Engineering a deficient-coordinated single-atom indium electrocatalyst for fast redox conversion in practical 500 W h kg-1-level pouch lithium-sulfur batteries

Single-atom catalysts (SACs) with unique coordination chemistry open promising opportunities as a high-efficiency electrocatalyst system in lithium-sulfur (Li-S) batteries, and the rational design has been highlighted for lithium polysulfides (LiPSs) conversion kinetics. Herein, we assemble indium SACs attached to carbon nanotubes via porphyrins (SAIn@CNT), which can overcome the mismatch and agglomeration challenges in the spatial scale during the pyrolysis process. Moreover, an unsaturated coordination center configuration is obtained, which can be exploited for the handling of the electrocatalytic selectivity and activity.
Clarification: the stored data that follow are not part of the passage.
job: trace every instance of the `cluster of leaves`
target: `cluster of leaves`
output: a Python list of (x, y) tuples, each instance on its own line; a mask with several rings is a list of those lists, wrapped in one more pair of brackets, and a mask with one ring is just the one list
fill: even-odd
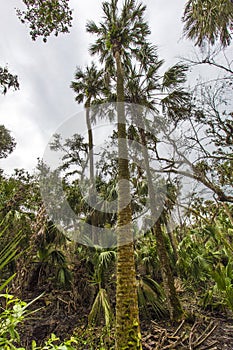
[[(0, 298), (2, 304), (0, 313), (0, 347), (5, 350), (25, 350), (25, 348), (20, 346), (20, 335), (17, 331), (17, 326), (32, 314), (28, 308), (36, 299), (30, 303), (26, 303), (18, 298), (14, 298), (10, 294), (1, 294)], [(5, 306), (3, 307), (4, 304)], [(74, 337), (61, 343), (60, 339), (52, 334), (44, 346), (37, 346), (33, 340), (31, 349), (74, 350), (76, 349), (76, 344), (77, 340)]]
[[(33, 211), (40, 203), (39, 187), (33, 175), (23, 169), (15, 169), (11, 176), (0, 176), (0, 217), (7, 220), (14, 229), (23, 217), (26, 221), (34, 218)], [(20, 225), (19, 225), (20, 227)], [(21, 226), (22, 228), (22, 226)]]
[(0, 125), (0, 158), (6, 158), (16, 146), (14, 138), (4, 125)]
[[(37, 244), (37, 257), (35, 258), (37, 283), (42, 284), (50, 276), (54, 285), (67, 287), (71, 282), (71, 271), (67, 265), (67, 259), (64, 254), (66, 245), (65, 236), (59, 232), (56, 227), (47, 222), (45, 231)], [(40, 276), (43, 276), (40, 281)]]
[[(183, 228), (178, 246), (179, 276), (197, 293), (204, 308), (232, 308), (232, 224), (225, 210), (212, 201), (196, 201), (192, 225)], [(181, 231), (182, 232), (182, 231)]]
[(8, 67), (0, 67), (0, 88), (4, 95), (10, 88), (19, 89), (18, 77), (11, 74)]
[[(0, 249), (2, 249), (1, 256), (4, 257), (4, 267), (7, 265), (4, 277), (10, 278), (17, 269), (15, 262), (8, 264), (8, 260), (17, 256), (17, 253), (22, 255), (24, 252), (21, 259), (30, 256), (33, 260), (33, 267), (37, 271), (37, 282), (39, 282), (38, 276), (45, 275), (45, 278), (50, 276), (55, 280), (55, 284), (68, 285), (71, 274), (63, 253), (66, 240), (62, 233), (51, 222), (45, 221), (41, 223), (42, 230), (41, 227), (37, 228), (41, 231), (40, 238), (37, 241), (31, 239), (36, 222), (35, 213), (39, 212), (41, 206), (37, 179), (23, 170), (16, 170), (10, 177), (0, 176), (0, 189), (0, 220), (2, 220), (0, 228), (4, 232), (0, 235)], [(36, 249), (31, 256), (35, 243)]]
[(17, 10), (22, 23), (29, 23), (32, 40), (42, 36), (47, 41), (52, 33), (69, 33), (72, 11), (69, 0), (23, 0), (25, 11)]

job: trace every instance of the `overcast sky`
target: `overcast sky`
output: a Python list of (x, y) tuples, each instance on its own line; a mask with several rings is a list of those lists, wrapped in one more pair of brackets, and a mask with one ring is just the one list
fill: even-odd
[[(28, 28), (18, 20), (15, 8), (20, 0), (0, 0), (0, 65), (17, 74), (19, 91), (0, 95), (0, 124), (4, 124), (16, 139), (17, 147), (0, 161), (0, 168), (10, 173), (14, 168), (32, 170), (37, 158), (56, 129), (67, 118), (82, 110), (74, 101), (70, 89), (76, 66), (85, 66), (93, 58), (88, 46), (94, 36), (85, 32), (88, 19), (101, 18), (101, 0), (70, 0), (74, 9), (73, 26), (69, 34), (50, 37), (47, 43), (39, 38), (33, 42)], [(184, 0), (147, 0), (151, 42), (158, 46), (166, 66), (192, 49), (182, 38), (181, 17)]]

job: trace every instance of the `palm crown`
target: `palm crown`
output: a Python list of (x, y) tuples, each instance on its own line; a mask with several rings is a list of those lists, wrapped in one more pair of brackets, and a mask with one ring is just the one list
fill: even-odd
[(92, 99), (100, 97), (104, 90), (103, 70), (98, 70), (93, 62), (84, 71), (77, 67), (71, 88), (77, 94), (75, 100), (78, 103), (85, 101), (85, 107), (88, 107), (87, 104), (90, 104)]
[(145, 43), (150, 30), (143, 20), (145, 6), (136, 4), (134, 0), (126, 0), (119, 13), (117, 4), (118, 0), (103, 2), (103, 21), (99, 25), (89, 21), (86, 28), (98, 36), (90, 47), (91, 54), (98, 54), (101, 62), (113, 67), (115, 54), (119, 52), (126, 68), (132, 57), (139, 59), (138, 48)]

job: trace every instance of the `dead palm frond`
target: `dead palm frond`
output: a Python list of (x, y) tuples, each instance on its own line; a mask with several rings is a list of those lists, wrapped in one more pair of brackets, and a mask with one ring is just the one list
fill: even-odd
[(113, 321), (113, 312), (110, 306), (108, 294), (105, 289), (100, 288), (88, 316), (89, 325), (105, 323), (109, 327)]

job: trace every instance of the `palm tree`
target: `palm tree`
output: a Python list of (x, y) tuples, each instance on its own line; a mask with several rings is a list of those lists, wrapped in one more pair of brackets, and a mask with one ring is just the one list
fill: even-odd
[[(124, 110), (124, 74), (130, 61), (139, 59), (140, 49), (150, 33), (143, 15), (145, 6), (125, 0), (121, 11), (118, 0), (103, 2), (103, 21), (87, 24), (87, 31), (98, 36), (90, 48), (115, 73), (118, 118), (118, 254), (116, 291), (116, 349), (141, 349), (138, 298), (135, 276), (132, 210), (129, 186), (128, 145)], [(110, 67), (110, 68), (109, 68)], [(123, 181), (122, 181), (123, 180)], [(126, 180), (126, 181), (125, 181)]]
[[(155, 111), (157, 107), (156, 105), (161, 104), (163, 110), (166, 111), (167, 114), (172, 115), (175, 119), (180, 118), (181, 112), (183, 117), (187, 115), (188, 109), (185, 110), (184, 104), (187, 103), (189, 96), (185, 90), (180, 88), (180, 85), (185, 82), (185, 72), (187, 68), (183, 65), (177, 64), (168, 69), (168, 71), (160, 77), (158, 69), (163, 62), (158, 59), (156, 48), (145, 44), (142, 52), (144, 54), (139, 67), (131, 68), (130, 74), (127, 77), (125, 89), (127, 101), (137, 104), (137, 106), (146, 106), (151, 111)], [(157, 196), (150, 168), (147, 147), (148, 140), (145, 132), (143, 112), (143, 108), (140, 108), (139, 106), (136, 107), (135, 115), (137, 118), (140, 142), (143, 146), (142, 153), (148, 181), (151, 214), (153, 218), (156, 218), (158, 198), (156, 198)], [(158, 246), (158, 257), (170, 318), (172, 320), (178, 320), (182, 316), (183, 311), (175, 290), (171, 264), (166, 251), (166, 244), (161, 225), (162, 218), (159, 218), (154, 224), (152, 231), (156, 237), (156, 243)]]
[(205, 41), (222, 46), (231, 42), (233, 3), (231, 0), (189, 0), (183, 22), (186, 36), (201, 46)]
[[(93, 132), (90, 118), (90, 107), (91, 104), (100, 98), (104, 91), (104, 79), (103, 70), (98, 70), (96, 65), (92, 62), (90, 67), (86, 67), (83, 71), (80, 67), (77, 67), (75, 72), (75, 81), (71, 82), (71, 88), (77, 94), (75, 100), (78, 103), (84, 102), (86, 110), (86, 124), (88, 130), (88, 148), (89, 148), (89, 166), (90, 166), (90, 189), (89, 189), (89, 200), (92, 207), (96, 204), (96, 195), (94, 191), (94, 155), (93, 155)], [(96, 226), (96, 215), (95, 211), (92, 211), (91, 215), (91, 226), (92, 226), (92, 240), (95, 242), (95, 226)], [(97, 243), (97, 242), (95, 242)]]

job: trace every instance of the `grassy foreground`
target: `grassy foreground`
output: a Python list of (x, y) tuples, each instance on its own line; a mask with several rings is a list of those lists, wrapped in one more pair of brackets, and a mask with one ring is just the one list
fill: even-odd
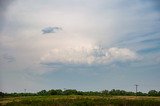
[(0, 106), (160, 106), (148, 96), (26, 96), (0, 98)]

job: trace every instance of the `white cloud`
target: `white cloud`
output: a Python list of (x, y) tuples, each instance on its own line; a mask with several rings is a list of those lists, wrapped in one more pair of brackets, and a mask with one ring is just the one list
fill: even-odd
[[(152, 3), (143, 1), (14, 0), (7, 8), (4, 2), (0, 7), (3, 10), (0, 10), (0, 72), (3, 83), (11, 85), (13, 76), (8, 76), (8, 73), (20, 72), (23, 76), (27, 72), (33, 75), (56, 70), (56, 67), (44, 67), (40, 63), (57, 63), (63, 71), (83, 66), (91, 71), (94, 66), (101, 70), (102, 66), (117, 61), (127, 66), (126, 63), (139, 59), (138, 50), (155, 44), (139, 45), (137, 36), (143, 35), (141, 41), (144, 37), (150, 39), (153, 37), (150, 32), (160, 29), (159, 12), (153, 11)], [(63, 31), (53, 33), (55, 29), (52, 26), (60, 26)], [(42, 28), (45, 33), (55, 36), (42, 35)], [(159, 33), (154, 36), (159, 38)], [(95, 46), (97, 44), (104, 47)], [(149, 61), (148, 66), (152, 60), (159, 63), (159, 57), (151, 59), (151, 55), (148, 55), (148, 60), (144, 58), (144, 62), (135, 63), (139, 66)], [(71, 64), (66, 66), (68, 63)], [(21, 81), (16, 74), (14, 78)], [(10, 80), (6, 82), (6, 79)], [(16, 87), (21, 88), (23, 84), (22, 80)]]
[(72, 64), (106, 64), (112, 61), (132, 61), (138, 56), (134, 51), (127, 48), (104, 49), (96, 47), (78, 47), (66, 49), (52, 49), (41, 58), (42, 63), (72, 63)]
[[(135, 52), (125, 49), (126, 46), (112, 48), (117, 47), (113, 44), (121, 39), (126, 41), (126, 37), (132, 36), (128, 33), (148, 31), (158, 16), (144, 12), (142, 17), (141, 13), (150, 4), (124, 1), (129, 5), (124, 6), (123, 0), (40, 0), (38, 3), (16, 0), (5, 11), (6, 21), (0, 32), (1, 48), (5, 48), (4, 53), (14, 54), (16, 62), (10, 64), (20, 67), (19, 70), (33, 67), (40, 58), (42, 62), (87, 64), (134, 60)], [(134, 5), (135, 2), (138, 5)], [(52, 25), (61, 26), (63, 31), (50, 33), (55, 34), (54, 37), (42, 36), (40, 30)], [(50, 29), (49, 32), (54, 32), (52, 27)], [(99, 42), (109, 49), (98, 50), (94, 45)], [(12, 69), (6, 64), (6, 70)]]
[(117, 60), (135, 60), (137, 59), (137, 55), (135, 52), (127, 49), (127, 48), (110, 48), (108, 50), (107, 57), (111, 59), (117, 59)]

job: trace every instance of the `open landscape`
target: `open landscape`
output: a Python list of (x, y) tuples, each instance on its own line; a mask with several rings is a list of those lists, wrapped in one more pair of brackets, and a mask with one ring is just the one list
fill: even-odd
[(144, 96), (27, 96), (0, 99), (2, 106), (160, 106), (160, 97)]
[(2, 106), (160, 106), (160, 92), (124, 90), (41, 90), (37, 93), (1, 93)]
[(160, 0), (0, 0), (0, 106), (160, 106)]

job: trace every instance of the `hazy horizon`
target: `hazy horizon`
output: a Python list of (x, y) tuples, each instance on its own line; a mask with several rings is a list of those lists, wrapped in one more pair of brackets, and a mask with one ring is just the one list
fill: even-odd
[(160, 90), (158, 0), (0, 0), (0, 91)]

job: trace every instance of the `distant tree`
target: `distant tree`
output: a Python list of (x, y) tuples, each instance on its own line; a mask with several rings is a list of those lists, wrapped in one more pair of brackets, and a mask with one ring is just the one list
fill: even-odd
[(112, 89), (111, 91), (109, 91), (109, 94), (110, 94), (110, 95), (116, 95), (116, 90), (115, 90), (115, 89)]
[(135, 93), (134, 92), (126, 92), (126, 95), (133, 96), (133, 95), (135, 95)]
[(111, 91), (109, 91), (109, 95), (128, 95), (128, 96), (131, 96), (131, 95), (135, 95), (135, 93), (134, 92), (126, 92), (125, 90), (112, 89)]
[(156, 90), (150, 90), (150, 91), (148, 92), (148, 95), (149, 95), (149, 96), (158, 96), (158, 92), (157, 92)]
[(48, 94), (50, 94), (50, 95), (62, 95), (63, 92), (62, 92), (61, 89), (57, 89), (57, 90), (51, 89), (51, 90), (48, 91)]
[(124, 90), (120, 90), (119, 95), (126, 95), (126, 94), (127, 94), (127, 92), (126, 92), (126, 91), (124, 91)]
[(62, 95), (63, 94), (63, 91), (61, 89), (57, 89), (56, 92), (57, 92), (57, 95)]
[(37, 92), (38, 95), (47, 95), (48, 92), (46, 90), (42, 90), (42, 91), (39, 91)]
[(63, 91), (64, 95), (76, 95), (78, 92), (76, 89), (67, 89), (65, 91)]
[(144, 93), (142, 93), (142, 92), (137, 92), (136, 95), (137, 95), (137, 96), (145, 96)]
[(158, 92), (158, 96), (160, 96), (160, 91)]
[(109, 91), (108, 91), (108, 90), (103, 90), (103, 91), (102, 91), (102, 94), (103, 94), (103, 95), (109, 95)]
[(84, 95), (83, 91), (77, 91), (77, 95)]
[[(49, 91), (41, 90), (37, 93), (3, 93), (0, 92), (0, 97), (10, 97), (10, 96), (36, 96), (36, 95), (135, 95), (134, 92), (127, 92), (124, 90), (115, 90), (111, 91), (103, 90), (103, 91), (77, 91), (76, 89), (67, 89), (62, 91), (61, 89), (51, 89)], [(148, 93), (137, 92), (137, 96), (160, 96), (160, 91), (150, 90)]]
[(0, 92), (0, 97), (4, 97), (5, 93)]

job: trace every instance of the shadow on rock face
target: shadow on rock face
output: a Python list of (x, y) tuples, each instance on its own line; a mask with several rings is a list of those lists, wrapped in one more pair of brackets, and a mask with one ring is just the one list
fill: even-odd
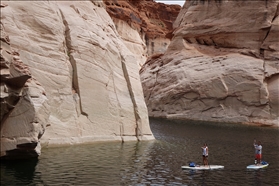
[(11, 77), (11, 78), (6, 78), (1, 76), (1, 82), (5, 83), (9, 88), (17, 90), (17, 89), (21, 89), (29, 78), (31, 78), (31, 76), (29, 75), (23, 75), (18, 77)]
[(1, 156), (1, 162), (3, 160), (22, 160), (37, 158), (38, 152), (35, 150), (37, 142), (24, 143), (17, 145), (16, 149), (6, 151), (6, 155)]
[[(26, 81), (31, 78), (30, 75), (22, 75), (18, 77), (5, 77), (1, 75), (1, 86), (5, 84), (8, 88), (8, 92), (2, 92), (3, 96), (1, 96), (1, 127), (2, 123), (4, 123), (5, 118), (7, 118), (11, 110), (14, 109), (15, 105), (18, 103), (20, 99), (20, 92), (24, 87)], [(5, 94), (7, 96), (5, 96)]]

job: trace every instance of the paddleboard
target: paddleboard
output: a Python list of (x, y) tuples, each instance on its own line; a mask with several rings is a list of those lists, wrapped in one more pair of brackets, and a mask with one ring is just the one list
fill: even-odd
[(247, 169), (261, 169), (261, 168), (267, 167), (268, 165), (269, 165), (269, 164), (265, 164), (265, 165), (262, 165), (262, 164), (248, 165), (248, 166), (247, 166)]
[(223, 169), (223, 165), (196, 165), (195, 167), (190, 166), (181, 166), (182, 169), (191, 169), (191, 170), (212, 170), (212, 169)]

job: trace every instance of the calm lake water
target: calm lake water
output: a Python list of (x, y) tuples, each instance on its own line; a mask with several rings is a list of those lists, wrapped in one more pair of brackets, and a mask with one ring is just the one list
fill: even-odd
[[(279, 185), (279, 130), (235, 124), (150, 119), (156, 138), (149, 142), (97, 143), (43, 149), (38, 160), (1, 162), (1, 186), (11, 185)], [(254, 162), (254, 138), (270, 165), (247, 170)], [(182, 170), (209, 163), (222, 170)]]

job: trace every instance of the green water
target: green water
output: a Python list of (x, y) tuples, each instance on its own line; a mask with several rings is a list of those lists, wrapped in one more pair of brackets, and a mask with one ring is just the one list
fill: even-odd
[[(278, 129), (159, 119), (150, 125), (154, 141), (43, 149), (38, 160), (1, 162), (1, 185), (279, 185)], [(246, 169), (254, 138), (262, 141), (265, 169)], [(204, 142), (209, 163), (225, 168), (182, 170), (202, 162)]]

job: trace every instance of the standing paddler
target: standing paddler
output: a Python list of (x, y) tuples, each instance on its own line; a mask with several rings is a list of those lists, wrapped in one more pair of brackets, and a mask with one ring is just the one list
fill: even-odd
[(208, 165), (208, 146), (205, 143), (202, 148), (202, 161), (203, 165)]
[(254, 140), (254, 148), (255, 148), (255, 165), (257, 164), (261, 164), (262, 162), (262, 145), (261, 142), (258, 141), (258, 143), (256, 143), (257, 141)]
Both theoretical and experimental methods confirm that the In-N3 coordination structure exhibit higher polysulfide affinity and electrocatalytic activity than common In-N4 centers due to the stronger hybridization between the In 4d and S 3p orbitals. Thus, SAIn@CNT with In-N3 coordination exhibits significant improvement in rate and cycling performance in the coin cell. Furthermore, the SAIn@CNT pouch cell with high sulfur content (14.29 g) displays a significant specific energy of 495 W h kg(-1) and stable cycling performance of 50 cycles at 0.2 C, which is the first reported all over the world. Consequently, this study develops an intensive vision into the basic understanding of the catalysis properties for practical Li-S batteries with high energy density and long-term cycling.

Automated summary

This study develops a promising lithium-sulfur battery system based on single-atom catalysts with unique coordination chemistry. The system shows improved efficiency and cycling performance by rational design and overcoming spatial scale mismatch and agglomeration challenges. The experimental results demonstrate significant improvement of the system in coin cells and pouch cells.